The Story
In a Persian city long ago, there lived two brothers: Cassim, who had married a rich wife and grown comfortable and proud, and Ali Baba, who had married a woman of modest means and worked as a woodcutter in the forest. The two brothers rarely visited each other, for Cassim had little patience for poverty and Ali Baba had little patience for pride.
One afternoon, deep in the forest with his three donkeys loaded with wood, Ali Baba heard the thunder of hooves and hid himself quickly in a tall tree. A troop of forty men on horseback came riding hard through the trees, their saddlebags heavy with something that clinked and glittered. They dismounted at a sheer rock face that seemed unbroken in every direction.
Their leader, a broad man with a scarred face and fierce eyes, stepped forward and called out in a voice like a command: "Open, Sesame!"
The rock face split open, revealing a wide passage into the earth. The forty men went inside. The passage closed. Ali Baba, holding his breath in the tree above, waited. After a time, the passage opened again, the men came out — lighter now, their saddlebags empty — and the captain called: "Close, Sesame!" The rock sealed itself as though it had never parted.
They rode away. Ali Baba waited a long time. Then he climbed down, walked to the rock face, and said, feeling somewhat foolish, the words he had heard.
"Open, Sesame."
The rock opened.
Inside was a cavern so vast he could not see the far wall. Every surface glittered. Gold coins lay in drifts like autumn leaves. Silver plate was stacked in towers. Jewels filled clay pots as though they were ordinary grain. Bolts of silk and brocade leaned against columns of naked rock. The forty thieves had been filling this place for years — perhaps generations.
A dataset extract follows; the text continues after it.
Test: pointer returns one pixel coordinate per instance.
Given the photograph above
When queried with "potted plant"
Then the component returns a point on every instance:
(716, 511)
Ali Baba loaded his donkeys with as many bags of gold as they could carry, covered them with wood as he had done before, and brought them home. He told his wife everything, and she wept with astonishment and then with happiness, and counted the coins on the kitchen table, and found there was more than they could spend in a lifetime of careful living.
The trouble came, as trouble does, through pride. Ali Baba's wife borrowed a measuring vessel from Cassim's wife to measure the gold — not wanting to count it but to know its volume. Cassim's wife, curious, pressed a little wax into the bottom of the vessel before lending it. When it was returned, a gold coin was stuck in the wax. Cassim came immediately to Ali Baba demanding to know everything.
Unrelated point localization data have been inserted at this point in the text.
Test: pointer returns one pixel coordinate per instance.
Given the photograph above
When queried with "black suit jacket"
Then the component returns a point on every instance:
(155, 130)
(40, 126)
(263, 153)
Ali Baba told him. Cassim went to the cave the next morning, spoke the words, went inside, filled himself with more treasure than he could possibly carry — and then forgot the words to open the rock again. When the forty thieves returned, they found him inside. The captain gave the order, and that was the end of Cassim.
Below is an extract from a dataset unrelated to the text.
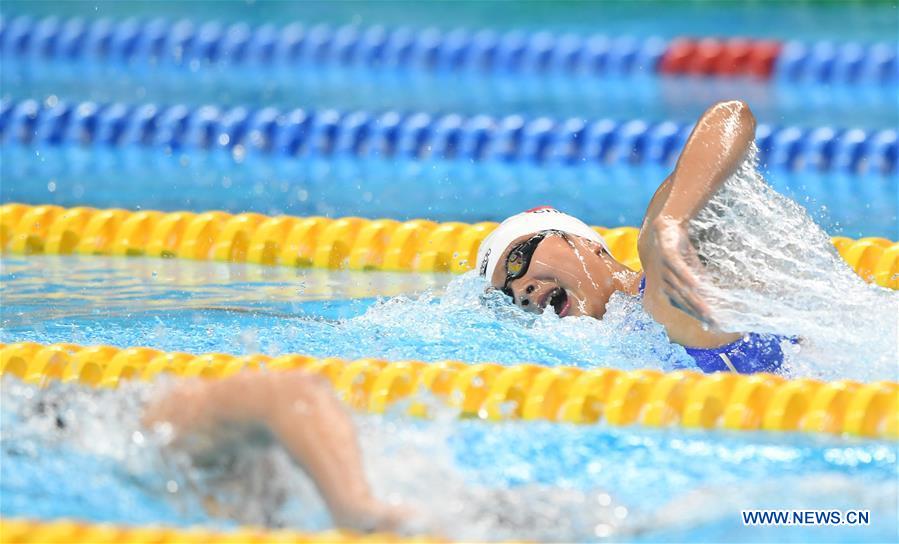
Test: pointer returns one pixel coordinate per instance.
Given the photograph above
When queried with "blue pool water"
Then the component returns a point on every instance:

Ali Baba buried his brother in secret, with the help of his slave Morgiana, who was as clever as anyone in the city and quick-minded in a crisis.
The thieves knew someone had discovered their cave. The captain came to the city disguised as an oil merchant and, through inquiry, found Ali Baba's house. He came to the door in the evening asking to stay the night, bringing with him nineteen mules loaded with great jars — and in eighteen of those jars, hidden and waiting, were armed men. Only one jar held oil.
Morgiana went to the yard that night for oil for her lamp, and she opened the nearest jar, and a whispered voice came out: "Is it time?"
Morgiana did not flinch and did not run. She replied quietly: "Not yet," and went to every jar in turn, giving the same quiet answer, learning what lay in wait. Then she heated the oil from the one true jar to boiling and poured it carefully, jar by jar, until the danger was gone.
She said nothing to Ali Baba until morning.
The captain escaped and came back once more, this time without an army, disguised as a merchant. He was patient and clever and very dangerous. But Morgiana recognized something in his bearing — the way a soldier stands, the way a commander watches a room. She danced for the household after dinner, as was sometimes the custom, and in the dance she came close to the merchant with a small blade, and the long threat was ended.
Ali Baba, when he understood what Morgiana had done for him — three times over — freed her at once and welcomed her into the family. He returned to the cave only carefully and rarely, taking only what he needed, telling no one outside his household.
He lived long and quietly and well, and was known as a generous man, and if his neighbors wondered how a woodcutter had come to such modest prosperity, they found no answer — for Morgiana kept the secret all her life.